IMO, the best approach is a holistic approach that encompasses all three elements -- but that takes TIME.

The challenge you face is two-fold. First is your time available. "Spare time" project. Pending goal tournaments. Do you really have the time to go through a rebuild in time for your participation?

The second is "how bad is it?" There are slight modifications, and there are major rebuilds. 

With a slight modification, you can expect your scores to generally stay the same with a little up and down before your scores climb to a new level.

If you are undertaking a major rebuild, then expect your scores to drop off before they improve.

In either case, the challenge is building the consistency and then tendency to slip back into former habit patterns.

Best of luck!!!!


----------



## Padgett (Feb 5, 2010)

Well, just by reading your post I saw some things that are red flags that you have a lot of training to do and you are right in the middle of some big tournaments. To me you need to get a second bow and set it up as a training bow for your thumb trigger and keep the thumb trigger away from your competition bow for the time being. Why? because you can't use the same peep location with a hand held release and your entire setup probably needs changed so by using the thumb trigger with your competition bow right now is going to do nothing but screw with you. 

So get a second bow and hopefully you have one and do not PUT IN A PEEP, just spend a few days changing the draw length and d-loop length until you can be sure that you have found a really good setup and anchor point and draw length and the ability to have some back tension pre load. Then once you get this taken care of you can start learning to use a firing engine to fire the thumb trigger and enjoy the learning process. Sooner or later you can add a kisser either in the corner of your mouth or a nose kisser to lock down this anchor point and once you do this you can then install the peep and move on to your next level of training.

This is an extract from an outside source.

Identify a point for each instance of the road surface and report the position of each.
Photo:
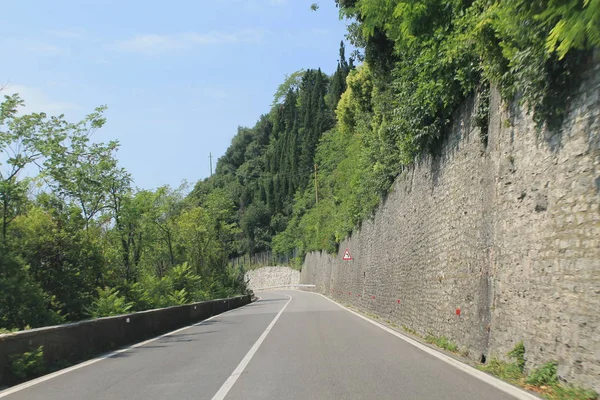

So let me know where you are at anytime and I will help anyway I can, your shooting form and new anchor will take a while to get used to so don't take it lightly but in the end you will be glad that you took a step back and did it the right way. You really need to start reading the mental approach articles on my website so that you can start changing the way you think about sending arrows to the target because getting you bow setup is only a short lesson to be learned but the sending the arrow to the target is where your next couple of years are going to be spent learning the really good stuff.


----------



## SonnyThomas (Sep 10, 2006)

Just too many hurdles. If you are shooting good I wouldn't change anything, not even setting up another bow to use the thumb release.


----------



## wannaBelkhuntin (Jul 3, 2006)

Well I shot a local 3D course last night, more so to get used to judging yardage than anything. When I was done I decided I needed to put the thumb release away until winter.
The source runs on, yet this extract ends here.